= Retention management =

The workforce Planning for Wisconsin State Government (2005) defines retention management as “a systematic effort by employers to create and foster an environment that encourages current employees to remain at the same employer having policies and practices in place that address their diverse needs”.

== Objectives and principles ==

Retention management focuses on measures that lead to retention of employees. It includes activities that systematically influence the binding, performance and degree of loyalty of staff.
David J. Forrest (1999) defines 5 basic principles of retention management that lead to employee performance and satisfaction, and therefore to their retention.

1. employees need to feel they are appreciated, valued and trusted.
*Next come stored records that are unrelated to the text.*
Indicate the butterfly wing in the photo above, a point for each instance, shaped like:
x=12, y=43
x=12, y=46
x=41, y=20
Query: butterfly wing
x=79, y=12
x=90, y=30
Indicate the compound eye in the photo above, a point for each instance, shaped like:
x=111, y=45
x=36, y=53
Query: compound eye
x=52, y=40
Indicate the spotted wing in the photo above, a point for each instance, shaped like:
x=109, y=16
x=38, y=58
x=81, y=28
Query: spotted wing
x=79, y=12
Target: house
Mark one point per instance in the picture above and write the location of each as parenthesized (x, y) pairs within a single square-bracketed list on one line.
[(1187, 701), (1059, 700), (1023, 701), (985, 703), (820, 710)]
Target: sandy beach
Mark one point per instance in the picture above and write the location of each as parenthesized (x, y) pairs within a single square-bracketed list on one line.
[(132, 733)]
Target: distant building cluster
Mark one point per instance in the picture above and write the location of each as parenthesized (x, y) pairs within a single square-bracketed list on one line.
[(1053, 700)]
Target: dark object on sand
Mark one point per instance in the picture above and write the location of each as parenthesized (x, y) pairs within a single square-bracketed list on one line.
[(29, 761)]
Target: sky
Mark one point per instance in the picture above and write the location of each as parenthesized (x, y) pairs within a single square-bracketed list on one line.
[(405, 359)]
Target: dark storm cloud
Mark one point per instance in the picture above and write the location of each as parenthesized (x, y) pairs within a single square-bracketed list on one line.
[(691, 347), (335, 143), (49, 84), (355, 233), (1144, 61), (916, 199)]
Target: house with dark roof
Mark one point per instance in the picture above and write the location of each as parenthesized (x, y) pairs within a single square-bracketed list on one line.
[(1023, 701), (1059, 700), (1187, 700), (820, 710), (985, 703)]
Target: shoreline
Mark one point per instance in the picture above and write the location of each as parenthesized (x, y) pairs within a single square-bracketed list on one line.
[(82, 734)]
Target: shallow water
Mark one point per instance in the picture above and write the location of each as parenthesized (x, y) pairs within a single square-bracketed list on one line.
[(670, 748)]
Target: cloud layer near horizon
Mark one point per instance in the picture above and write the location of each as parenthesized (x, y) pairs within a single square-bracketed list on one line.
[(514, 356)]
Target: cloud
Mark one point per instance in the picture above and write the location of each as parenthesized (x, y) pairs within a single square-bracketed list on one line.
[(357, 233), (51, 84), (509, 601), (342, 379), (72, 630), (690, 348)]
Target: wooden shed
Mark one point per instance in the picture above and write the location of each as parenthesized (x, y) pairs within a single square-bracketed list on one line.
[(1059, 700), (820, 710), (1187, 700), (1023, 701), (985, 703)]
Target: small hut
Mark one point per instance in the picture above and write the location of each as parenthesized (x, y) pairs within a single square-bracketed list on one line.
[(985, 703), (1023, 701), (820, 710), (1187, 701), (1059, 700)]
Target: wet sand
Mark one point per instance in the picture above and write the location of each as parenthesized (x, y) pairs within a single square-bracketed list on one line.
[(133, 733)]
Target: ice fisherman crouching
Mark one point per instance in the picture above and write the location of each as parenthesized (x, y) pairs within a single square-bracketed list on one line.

It is about respecting people and their contributions to the company effort.
2. development. Employees who participate in their own growth and development plans are going to stay with the company because they know their company wants more for them.
3. growth in responsibility. Most people want to grow and to feel more competent and more responsible, at any level. A good company helps people manage themselves by consistently focusing on performance and results. The manager teaches the employee what they are good at, what else they need to know and how to get it. As they grow they receive higher levels of responsibility and accountability. This attitude also encourages innovation and creativity.
4. good relationship with the manager. The supervisor represents the personal experience of a corporation of employees and therefore reflects, for better or for worse, its underlying attitudes toward them.
5. success. The valued and successful employee stays. This implies, of course, that the work is meaningful to the corporate enterprise. The strong employer rewards employees for helping to make others successful as well.